The Department of Fisheries is Alaska’s leader in undergraduate and graduate fisheries education. The fisheries program is located in Fairbanks and Juneau, with additional faculty in Anchorage and Kodiak. Faculty and students conduct research in diverse fisheries disciplines, including genetics, biology and ecology, aquaculture, statistics, population dynamics, fisheries oceanography, economics, anthropology, seafood science and technology, and fisheries management, marine policy and resource conservation. Research is conducted on a wide variety of species of fish, invertebrates, and marine mammals. Laboratory and field projects are conducted in freshwater and marine environments statewide from Southeast Alaska to the Arctic. Much research is focused on pressing fishery issues and involves collaborations with state and federal management agencies, private organizations, fishery-dependent communities, and Alaska Native Tribes and organizations.
The Marine Biology Department is an academic and research group with faculty who work on the ecology, physiology and biochemistry/molecular biology of marine organisms and investigate their interaction with the environment. Climate change research is a focus of many of our faculty. We work primarily in Alaska and high latitude systems and from shore based labs, oceanographic vessels and with local community assistance.

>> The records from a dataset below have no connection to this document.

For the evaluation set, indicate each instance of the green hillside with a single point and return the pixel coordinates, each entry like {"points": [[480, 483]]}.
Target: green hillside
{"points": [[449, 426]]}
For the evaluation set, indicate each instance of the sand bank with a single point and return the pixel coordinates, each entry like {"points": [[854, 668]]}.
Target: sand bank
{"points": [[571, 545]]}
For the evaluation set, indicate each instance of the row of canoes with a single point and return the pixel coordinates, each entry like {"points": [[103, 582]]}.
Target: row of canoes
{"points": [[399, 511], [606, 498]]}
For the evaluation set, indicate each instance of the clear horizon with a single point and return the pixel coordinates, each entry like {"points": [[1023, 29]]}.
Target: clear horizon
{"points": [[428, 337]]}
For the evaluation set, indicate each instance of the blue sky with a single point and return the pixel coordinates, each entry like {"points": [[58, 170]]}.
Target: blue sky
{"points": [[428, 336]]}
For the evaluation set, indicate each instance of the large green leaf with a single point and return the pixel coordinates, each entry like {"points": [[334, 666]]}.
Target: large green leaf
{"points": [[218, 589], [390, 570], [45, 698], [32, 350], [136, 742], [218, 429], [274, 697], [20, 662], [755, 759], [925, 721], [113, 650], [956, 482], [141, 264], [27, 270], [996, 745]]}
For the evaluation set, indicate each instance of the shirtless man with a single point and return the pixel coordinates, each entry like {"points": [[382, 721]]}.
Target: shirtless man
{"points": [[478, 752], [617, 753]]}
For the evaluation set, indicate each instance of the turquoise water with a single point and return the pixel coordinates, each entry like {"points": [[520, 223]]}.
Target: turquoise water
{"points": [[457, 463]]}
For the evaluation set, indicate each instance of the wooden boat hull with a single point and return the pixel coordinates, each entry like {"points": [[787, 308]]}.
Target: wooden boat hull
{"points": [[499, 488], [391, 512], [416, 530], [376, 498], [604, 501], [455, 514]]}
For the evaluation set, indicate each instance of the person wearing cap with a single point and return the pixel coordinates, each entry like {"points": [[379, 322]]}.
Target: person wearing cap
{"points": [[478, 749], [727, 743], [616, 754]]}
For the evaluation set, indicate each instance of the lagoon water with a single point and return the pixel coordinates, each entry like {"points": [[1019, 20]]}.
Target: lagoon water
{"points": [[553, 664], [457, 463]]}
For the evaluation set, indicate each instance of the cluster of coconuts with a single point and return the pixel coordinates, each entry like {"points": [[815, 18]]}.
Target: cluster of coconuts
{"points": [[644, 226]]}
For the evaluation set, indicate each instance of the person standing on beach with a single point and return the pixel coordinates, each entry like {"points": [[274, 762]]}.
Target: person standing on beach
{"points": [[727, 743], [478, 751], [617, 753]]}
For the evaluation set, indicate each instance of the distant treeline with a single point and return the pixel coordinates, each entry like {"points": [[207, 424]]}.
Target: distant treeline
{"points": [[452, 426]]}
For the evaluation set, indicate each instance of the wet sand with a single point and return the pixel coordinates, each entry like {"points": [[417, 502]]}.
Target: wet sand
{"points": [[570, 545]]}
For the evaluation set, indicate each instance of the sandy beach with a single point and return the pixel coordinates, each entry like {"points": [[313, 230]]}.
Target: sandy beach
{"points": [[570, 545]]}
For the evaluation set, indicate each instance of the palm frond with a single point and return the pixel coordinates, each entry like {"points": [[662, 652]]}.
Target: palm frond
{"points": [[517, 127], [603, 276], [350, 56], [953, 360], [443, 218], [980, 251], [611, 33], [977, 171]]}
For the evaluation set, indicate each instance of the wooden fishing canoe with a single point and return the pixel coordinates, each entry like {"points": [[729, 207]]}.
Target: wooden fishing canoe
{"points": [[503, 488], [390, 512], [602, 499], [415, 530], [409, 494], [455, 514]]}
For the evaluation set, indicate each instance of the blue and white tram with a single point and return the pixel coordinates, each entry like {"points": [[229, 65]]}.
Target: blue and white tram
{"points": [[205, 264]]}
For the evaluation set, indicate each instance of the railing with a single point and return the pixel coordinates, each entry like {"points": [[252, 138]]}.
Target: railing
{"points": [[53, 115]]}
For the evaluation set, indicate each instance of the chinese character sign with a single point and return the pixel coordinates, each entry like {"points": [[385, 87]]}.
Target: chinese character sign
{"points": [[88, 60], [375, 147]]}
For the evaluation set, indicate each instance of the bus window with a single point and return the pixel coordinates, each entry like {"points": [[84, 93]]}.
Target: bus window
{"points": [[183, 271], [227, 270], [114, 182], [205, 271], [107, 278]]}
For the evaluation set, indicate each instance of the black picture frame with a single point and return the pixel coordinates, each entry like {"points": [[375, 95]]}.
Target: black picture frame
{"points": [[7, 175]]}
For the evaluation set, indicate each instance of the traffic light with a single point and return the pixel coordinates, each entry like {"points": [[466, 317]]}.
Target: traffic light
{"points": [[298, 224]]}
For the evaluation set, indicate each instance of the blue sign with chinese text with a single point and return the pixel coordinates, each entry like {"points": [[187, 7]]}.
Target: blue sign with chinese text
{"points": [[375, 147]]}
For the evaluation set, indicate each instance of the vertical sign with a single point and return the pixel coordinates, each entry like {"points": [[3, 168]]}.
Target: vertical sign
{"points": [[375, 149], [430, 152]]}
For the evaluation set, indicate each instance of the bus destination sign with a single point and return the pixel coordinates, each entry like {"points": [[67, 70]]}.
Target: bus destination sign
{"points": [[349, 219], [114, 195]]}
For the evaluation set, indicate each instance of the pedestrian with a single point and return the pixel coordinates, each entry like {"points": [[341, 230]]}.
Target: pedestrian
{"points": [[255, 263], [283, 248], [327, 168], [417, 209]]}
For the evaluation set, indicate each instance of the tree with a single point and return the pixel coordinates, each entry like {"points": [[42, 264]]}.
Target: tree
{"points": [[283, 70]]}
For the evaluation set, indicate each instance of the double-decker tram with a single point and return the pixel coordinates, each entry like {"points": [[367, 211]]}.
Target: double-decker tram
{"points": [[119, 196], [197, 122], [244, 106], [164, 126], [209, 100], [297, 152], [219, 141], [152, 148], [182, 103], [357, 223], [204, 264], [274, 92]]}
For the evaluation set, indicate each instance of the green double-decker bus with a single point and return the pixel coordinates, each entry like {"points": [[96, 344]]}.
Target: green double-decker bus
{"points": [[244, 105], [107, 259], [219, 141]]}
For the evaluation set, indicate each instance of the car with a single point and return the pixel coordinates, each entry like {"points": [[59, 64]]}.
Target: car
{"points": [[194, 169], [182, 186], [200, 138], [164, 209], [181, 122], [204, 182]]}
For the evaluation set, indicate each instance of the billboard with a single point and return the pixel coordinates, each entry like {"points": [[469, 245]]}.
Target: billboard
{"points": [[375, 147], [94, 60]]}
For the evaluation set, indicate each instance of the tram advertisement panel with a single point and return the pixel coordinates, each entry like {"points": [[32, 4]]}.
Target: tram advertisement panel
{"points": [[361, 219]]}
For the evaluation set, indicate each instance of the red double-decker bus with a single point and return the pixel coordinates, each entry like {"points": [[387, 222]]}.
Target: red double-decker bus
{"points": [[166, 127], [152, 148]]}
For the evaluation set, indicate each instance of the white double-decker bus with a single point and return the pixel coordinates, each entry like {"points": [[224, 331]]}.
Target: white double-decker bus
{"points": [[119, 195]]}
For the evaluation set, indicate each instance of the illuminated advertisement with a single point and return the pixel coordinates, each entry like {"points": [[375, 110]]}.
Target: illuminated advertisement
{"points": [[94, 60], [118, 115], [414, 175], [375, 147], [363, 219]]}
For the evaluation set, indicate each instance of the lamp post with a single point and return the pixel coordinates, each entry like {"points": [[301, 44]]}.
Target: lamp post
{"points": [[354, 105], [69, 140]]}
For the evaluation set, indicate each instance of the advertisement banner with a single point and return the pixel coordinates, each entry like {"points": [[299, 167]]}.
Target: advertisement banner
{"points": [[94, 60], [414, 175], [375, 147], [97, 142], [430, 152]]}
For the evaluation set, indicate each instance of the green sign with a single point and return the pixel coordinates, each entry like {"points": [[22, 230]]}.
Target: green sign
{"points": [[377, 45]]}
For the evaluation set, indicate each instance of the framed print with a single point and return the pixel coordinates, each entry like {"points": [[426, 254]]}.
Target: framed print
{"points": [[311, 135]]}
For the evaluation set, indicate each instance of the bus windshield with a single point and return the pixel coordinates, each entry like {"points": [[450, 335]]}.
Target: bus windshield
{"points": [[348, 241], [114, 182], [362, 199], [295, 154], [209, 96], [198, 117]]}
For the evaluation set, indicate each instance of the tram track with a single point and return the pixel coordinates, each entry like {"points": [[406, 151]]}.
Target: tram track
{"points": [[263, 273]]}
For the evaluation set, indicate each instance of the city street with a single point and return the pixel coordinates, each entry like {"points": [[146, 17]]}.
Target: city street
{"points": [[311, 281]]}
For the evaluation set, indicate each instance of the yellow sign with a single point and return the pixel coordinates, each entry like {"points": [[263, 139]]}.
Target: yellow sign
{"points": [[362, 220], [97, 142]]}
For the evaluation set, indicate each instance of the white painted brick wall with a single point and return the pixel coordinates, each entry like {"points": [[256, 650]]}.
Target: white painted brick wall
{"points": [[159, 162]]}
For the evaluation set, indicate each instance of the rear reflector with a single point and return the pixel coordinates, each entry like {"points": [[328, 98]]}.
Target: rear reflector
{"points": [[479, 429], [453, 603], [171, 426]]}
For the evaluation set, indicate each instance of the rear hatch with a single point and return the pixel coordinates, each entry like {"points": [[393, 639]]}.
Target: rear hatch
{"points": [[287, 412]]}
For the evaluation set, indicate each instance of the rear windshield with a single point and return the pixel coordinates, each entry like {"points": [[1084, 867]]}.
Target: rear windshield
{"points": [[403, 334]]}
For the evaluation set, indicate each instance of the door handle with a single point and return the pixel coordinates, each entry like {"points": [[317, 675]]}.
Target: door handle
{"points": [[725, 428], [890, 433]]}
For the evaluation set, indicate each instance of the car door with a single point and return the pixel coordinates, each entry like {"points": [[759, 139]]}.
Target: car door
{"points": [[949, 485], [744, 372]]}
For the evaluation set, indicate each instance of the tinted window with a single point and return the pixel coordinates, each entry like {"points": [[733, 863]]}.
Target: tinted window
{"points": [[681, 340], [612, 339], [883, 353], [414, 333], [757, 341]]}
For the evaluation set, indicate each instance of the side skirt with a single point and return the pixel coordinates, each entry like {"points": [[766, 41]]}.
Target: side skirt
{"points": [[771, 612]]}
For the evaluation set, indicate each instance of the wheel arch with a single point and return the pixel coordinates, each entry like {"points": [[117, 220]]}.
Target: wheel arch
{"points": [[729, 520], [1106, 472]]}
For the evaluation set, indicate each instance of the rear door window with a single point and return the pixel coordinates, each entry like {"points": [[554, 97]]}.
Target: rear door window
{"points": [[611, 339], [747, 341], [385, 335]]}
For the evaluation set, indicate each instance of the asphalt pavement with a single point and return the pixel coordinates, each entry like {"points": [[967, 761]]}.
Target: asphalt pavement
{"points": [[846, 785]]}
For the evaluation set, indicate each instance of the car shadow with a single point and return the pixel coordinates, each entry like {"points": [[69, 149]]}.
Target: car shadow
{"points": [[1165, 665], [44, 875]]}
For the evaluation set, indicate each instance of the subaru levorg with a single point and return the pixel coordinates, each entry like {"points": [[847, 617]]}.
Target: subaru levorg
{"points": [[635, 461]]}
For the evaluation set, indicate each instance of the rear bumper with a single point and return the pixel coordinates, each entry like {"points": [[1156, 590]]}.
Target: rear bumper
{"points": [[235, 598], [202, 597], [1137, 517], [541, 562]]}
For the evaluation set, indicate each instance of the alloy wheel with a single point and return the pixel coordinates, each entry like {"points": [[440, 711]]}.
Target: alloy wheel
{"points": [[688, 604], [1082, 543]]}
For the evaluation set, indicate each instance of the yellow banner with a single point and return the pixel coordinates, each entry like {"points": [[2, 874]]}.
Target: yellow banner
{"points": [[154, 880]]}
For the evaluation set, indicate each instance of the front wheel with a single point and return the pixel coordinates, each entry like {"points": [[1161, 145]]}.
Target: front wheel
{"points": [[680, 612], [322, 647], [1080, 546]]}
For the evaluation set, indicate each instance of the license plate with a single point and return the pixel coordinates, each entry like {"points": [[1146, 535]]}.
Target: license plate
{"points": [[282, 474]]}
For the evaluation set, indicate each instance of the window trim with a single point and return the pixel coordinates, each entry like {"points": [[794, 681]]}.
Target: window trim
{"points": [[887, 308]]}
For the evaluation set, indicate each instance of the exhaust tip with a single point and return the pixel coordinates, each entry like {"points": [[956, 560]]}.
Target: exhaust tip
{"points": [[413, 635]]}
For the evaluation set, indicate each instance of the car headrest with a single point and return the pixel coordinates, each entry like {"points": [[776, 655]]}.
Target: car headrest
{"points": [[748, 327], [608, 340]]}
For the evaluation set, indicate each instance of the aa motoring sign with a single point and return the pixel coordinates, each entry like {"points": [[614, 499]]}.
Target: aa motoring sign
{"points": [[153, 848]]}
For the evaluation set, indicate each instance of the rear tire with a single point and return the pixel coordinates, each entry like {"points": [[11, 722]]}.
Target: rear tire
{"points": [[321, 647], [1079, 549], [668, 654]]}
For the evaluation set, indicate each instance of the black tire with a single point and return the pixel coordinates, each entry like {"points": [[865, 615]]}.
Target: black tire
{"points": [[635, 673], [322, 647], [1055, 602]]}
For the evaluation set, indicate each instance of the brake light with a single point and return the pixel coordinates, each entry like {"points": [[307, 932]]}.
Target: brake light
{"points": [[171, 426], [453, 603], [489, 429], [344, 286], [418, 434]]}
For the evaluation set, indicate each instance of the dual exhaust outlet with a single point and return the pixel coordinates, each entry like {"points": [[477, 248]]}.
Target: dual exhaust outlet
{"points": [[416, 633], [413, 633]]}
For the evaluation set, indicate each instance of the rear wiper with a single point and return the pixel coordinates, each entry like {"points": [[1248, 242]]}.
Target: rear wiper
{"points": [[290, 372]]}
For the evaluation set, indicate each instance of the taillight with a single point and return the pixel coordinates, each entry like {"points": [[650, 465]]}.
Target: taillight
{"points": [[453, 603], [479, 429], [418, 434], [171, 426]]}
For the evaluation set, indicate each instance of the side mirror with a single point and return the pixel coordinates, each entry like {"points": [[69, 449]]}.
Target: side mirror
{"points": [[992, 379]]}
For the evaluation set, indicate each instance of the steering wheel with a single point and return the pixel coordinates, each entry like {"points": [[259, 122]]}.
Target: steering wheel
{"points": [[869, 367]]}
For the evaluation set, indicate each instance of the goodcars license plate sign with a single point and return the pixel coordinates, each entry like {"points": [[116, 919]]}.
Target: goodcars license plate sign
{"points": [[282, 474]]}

The Oceanography Department houses faculty and students who study the marine environment through interdisciplinary ocean systems science that encompasses physical, chemical, biological, geological, and fisheries oceanography. Research programs are based on new observations, time-series studies and modeling. Our research includes exploration of the Arctic Ocean; ocean circulation patterns and their relationship to ocean-atmosphere-sea ice interactions; dynamics of internal waves; trophic (food web) dynamics and associated biogeochemistry; and a range of studies linking climate variation to the marine ecosystem.
Oceanography faculty and students conduct wide-ranging field research focused on high latitudes, not only in the Alaska region and the Arctic but also in the Antarctic/Southern Ocean, Greenland, the North Pacific, and elsewhere.
The Oceanography program offers graduate degrees at the M.S. and Ph.D. levels, and teaches courses in the B.S. Fisheries and Ocean Sciences and the undergraduate Minor in Marine Science.